Third in a generational line of Pittsburgh jazz notables, Benack follows in the footsteps of his trumpeter/bandleader grandfather, Benny Benack, Sr., and his father Benny Benack, Jr., a saxophonist/clarinetist who gave the young Benny his first professional experience. (Benny, Sr. recorded the Pittsburgh Pirates’ 1960 theme song, “Beat ’Em Bucs” and toured with Tommy Dorsey and Raymond Scott, among others.) 

Benack’s latest album, “A Lot of Livin’ to Do,” was released in 2020 and features bassist extraordinaire Christian McBride, drummer/producer Ulysses Owens, Jr., and Takeshi Ohbayashi on piano and Rhodes.

Paul Bollenback started his music career in 1981, and has performed with a wide range of jazz luminaries, including artists as diverse as Stanley Turrentine, Jeff “Tain” Watts, Steve Gadd, Gary Bartz, David “Fathead” Newman, Terri-Lyne Carrington, Joe Locke, Jack McDuff, James Moody, Jim Snidero, Charlie Byrd, Herb Ellis, Paul Bley, Geoffrey Keezer, Mike LeDonne, Carol Sloane, Gary Thomas, Grady Tate, and in the group East Meets Jazz with the renowned tabla virtuoso Sandip Burman, to name just a few. He is known for his versatility, and also for an influential 20-year stint with jazz organist Joey DeFrancesco. Bollenback performed on over 80 recordings as a sideman, and has released eight CDs as a leader. A busy performance schedule has been augmented since the late ’90s by steady jazz education duties at Columbia University, Queens College, and The New School. Bollenback is also a composer, whose pieces have appeared on Joey DeFrancesco’s “Reboppin’” and on the “Jazz Times Superband” CD. His most recent recording is “Portraits in Space and Time.”

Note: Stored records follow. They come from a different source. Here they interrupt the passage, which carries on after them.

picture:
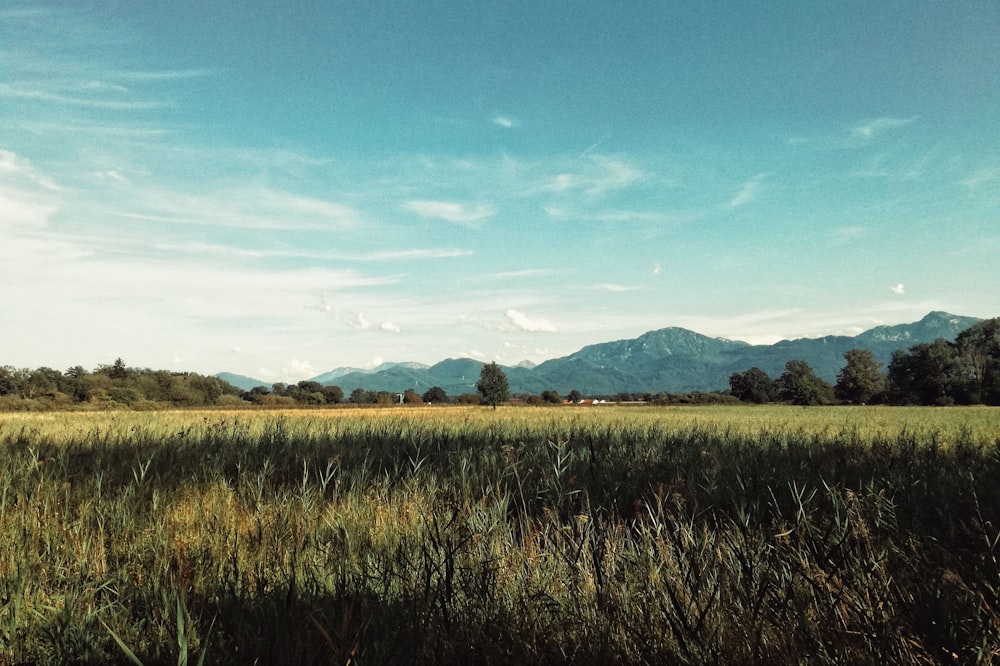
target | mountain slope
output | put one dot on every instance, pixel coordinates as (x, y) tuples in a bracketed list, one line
[(670, 359)]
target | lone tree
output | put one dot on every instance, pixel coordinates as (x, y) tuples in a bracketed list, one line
[(860, 381), (799, 385), (754, 385), (492, 385)]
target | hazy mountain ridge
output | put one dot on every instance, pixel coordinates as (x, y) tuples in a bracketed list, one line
[(670, 359)]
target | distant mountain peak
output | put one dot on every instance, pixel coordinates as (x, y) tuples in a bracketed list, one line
[(671, 359)]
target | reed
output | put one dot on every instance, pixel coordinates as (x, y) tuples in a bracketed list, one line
[(463, 535)]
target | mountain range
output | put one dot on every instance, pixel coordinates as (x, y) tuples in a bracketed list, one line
[(674, 360)]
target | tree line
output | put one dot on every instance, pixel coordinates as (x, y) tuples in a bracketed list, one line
[(963, 372), (115, 385)]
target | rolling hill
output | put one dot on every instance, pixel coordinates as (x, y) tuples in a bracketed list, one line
[(671, 359)]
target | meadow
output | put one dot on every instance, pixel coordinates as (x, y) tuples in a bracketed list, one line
[(448, 535)]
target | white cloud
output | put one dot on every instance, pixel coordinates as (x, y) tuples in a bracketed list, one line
[(613, 288), (595, 176), (982, 177), (525, 323), (27, 197), (450, 211), (870, 128), (360, 321), (748, 192)]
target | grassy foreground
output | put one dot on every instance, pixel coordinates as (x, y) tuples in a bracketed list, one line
[(466, 536)]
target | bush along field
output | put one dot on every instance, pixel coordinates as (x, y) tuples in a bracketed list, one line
[(746, 535)]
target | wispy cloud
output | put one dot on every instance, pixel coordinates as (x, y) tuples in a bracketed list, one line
[(984, 176), (614, 288), (95, 102), (450, 211), (526, 323), (748, 192), (28, 198), (870, 128), (245, 208), (596, 175)]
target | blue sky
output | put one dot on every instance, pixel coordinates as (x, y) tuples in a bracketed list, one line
[(278, 189)]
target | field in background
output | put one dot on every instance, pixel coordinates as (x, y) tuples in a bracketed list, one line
[(523, 535)]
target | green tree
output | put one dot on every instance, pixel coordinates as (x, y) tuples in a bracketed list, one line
[(799, 385), (435, 394), (979, 362), (926, 374), (551, 396), (861, 380), (333, 394), (493, 385), (754, 385)]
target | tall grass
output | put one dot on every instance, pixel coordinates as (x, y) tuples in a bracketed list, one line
[(583, 536)]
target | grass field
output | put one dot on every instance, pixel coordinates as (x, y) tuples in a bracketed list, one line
[(569, 535)]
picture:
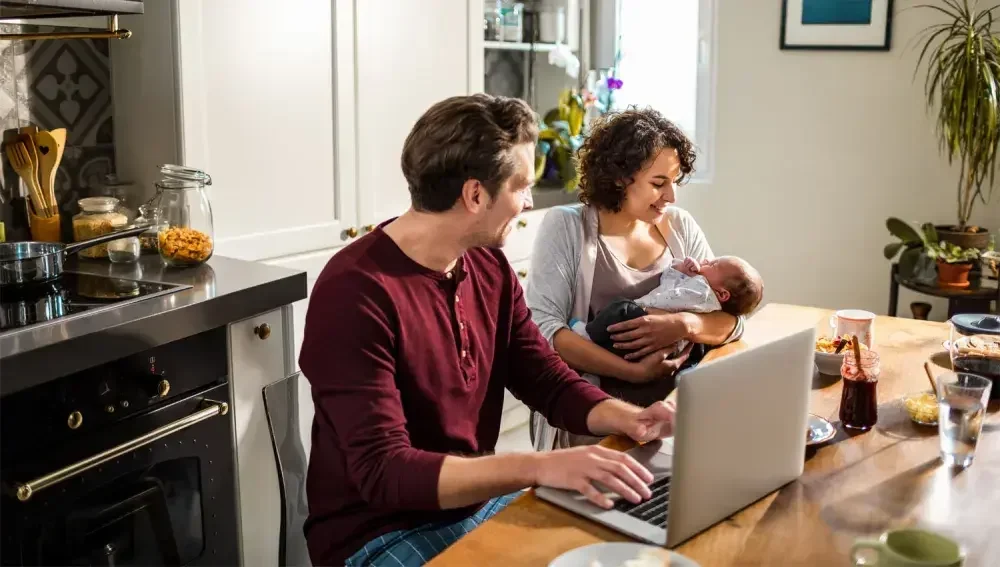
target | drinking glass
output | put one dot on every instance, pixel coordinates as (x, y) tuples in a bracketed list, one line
[(962, 398)]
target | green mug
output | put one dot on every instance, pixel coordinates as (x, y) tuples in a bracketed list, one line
[(911, 548)]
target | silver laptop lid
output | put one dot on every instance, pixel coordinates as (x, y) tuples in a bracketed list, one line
[(740, 431)]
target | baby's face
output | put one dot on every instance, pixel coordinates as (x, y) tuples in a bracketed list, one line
[(720, 270)]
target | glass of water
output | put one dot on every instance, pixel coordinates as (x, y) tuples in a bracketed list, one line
[(962, 398)]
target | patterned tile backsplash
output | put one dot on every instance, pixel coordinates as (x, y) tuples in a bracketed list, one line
[(57, 84)]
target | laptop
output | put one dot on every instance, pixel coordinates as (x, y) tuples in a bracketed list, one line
[(740, 434)]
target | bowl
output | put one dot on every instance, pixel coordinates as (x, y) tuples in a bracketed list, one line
[(829, 363), (922, 407)]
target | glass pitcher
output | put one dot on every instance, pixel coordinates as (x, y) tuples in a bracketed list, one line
[(186, 236)]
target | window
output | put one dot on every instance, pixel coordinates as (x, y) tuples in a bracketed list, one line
[(667, 62)]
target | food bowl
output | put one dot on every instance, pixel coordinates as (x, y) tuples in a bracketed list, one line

Alexander Claffy is currently one of the most in-demand bass players in New York. Since moving there from Philadelphia in 2011, he has worked with a long list of musicians including Wallace Roney, Christian Scott, Louis Hayes, Harold Mabern, Russell Malone, Jimmy Cobb, Louis Hayes, Joey Alexander, and Johnny O’Neal. He’s recorded three albums as a leader including his most recent, “Claffy II.” His father, Joseph Claffy is a notable society bandleader in the Philadelphia area. Claffy also appeared on the first three seasons of the Nickelodeon show, “Blue’s Clues.”

Drummer Byron Landham is best known for his 18-year association with organist Joey DeFrancesco, with whom he recorded 16 albums and toured the world. In addition, he leads his own highly regarded band, The Landham Brothers, and has performed with a wide range of jazz greats including David Sanborn, Betty Carter, Benny Golson, James Moody, Grover Washington, Jr., David “Fathead” Newman, Branford Marsalis, Chick Corea, Bobby Watson, Jimmy Smith, Etta James, Stanley Turrentine, Illinois Jacquet, George Benson, Gary Bartz, Pat Martino, and Tom Harrell.

Support for this event was provided by a grant from the Pennsylvania Council on the Arts, a state agency funded by the Commonwealth of Pennsylvania and the National Endowment for the Arts, a federal agency. Further sponsors include The Hamilton Family Foundation on behalf of Hamilton Nissan and Hamilton Hyundai, Andrew and Sally Sussman, the Franklin County Visitors Bureau, Stephen D. Fisher, and The Institute’s Today’s Horizon Fund contributors: The Nora Roberts Foundation; the John R. Hershey Jr. and Anna L. Hershey Family Foundation; APX Enclosures, Inc.; The Carolyn Terry Eddy Family: Carolyn, with daughters Connie Fleagle & Kim Larkin. Facility support provided courtesy of Jeff and Nancy Mace.

Parking is available on the property. Those attending are encouraged to bring lawn chairs and blankets, and picnics are welcome. As in the past, cold water will be available free to all attendees.